Six Permission Modes

A mode defines what Claude does automatically and what requires your "Yes" in an interactive prompt.

acceptEdits is the most popular choice for day-to-day work. It automatically approves file edits and standard file operations (mkdir, touch, rm, rmdir, mv, cp, sed) — but only within the working directory. Anything outside it still requires confirmation.

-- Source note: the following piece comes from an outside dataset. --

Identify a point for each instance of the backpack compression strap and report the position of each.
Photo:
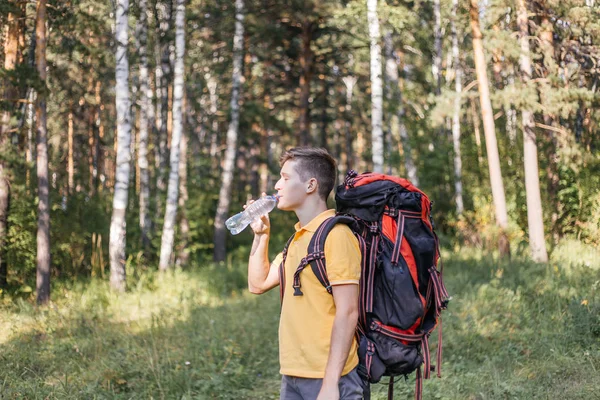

plan does not just ask before making edits — it instructs Claude not to attempt editing files at all. The mode is stricter than default: Claude draws up a plan and waits for your approval before changing anything. Launch it via /plan at the start of a prompt, or by pressing Shift+Tab.

auto (research preview) adds a background classifier: a separate model checks every action before it is executed, blocking escalations beyond the scope of your request. Requires Opus 4.6+ or Sonnet 4.6 on the Anthropic API; on Bedrock/Vertex — Opus 4.7/4.8.

bypassPermissions is the nuclear option. It disables all permission checks. The only remaining safeguards are rm -rf / and rm -rf ~, which will still require confirmation. Not available under root/sudo. Use only in containers without network access to external systems.

How to Switch Modes

# Single run in plan mode
claude --permission-mode plan

# Headless CI with strict constraints
claude -p "run tests" --permission-mode dontAsk

# Isolated container
claude --permission-mode bypassPermissions

In interactive mode, Shift+Tab cycles through default → acceptEdits → plan (and on to auto/bypassPermissions if they were unlocked at startup). The current mode is shown in the status bar.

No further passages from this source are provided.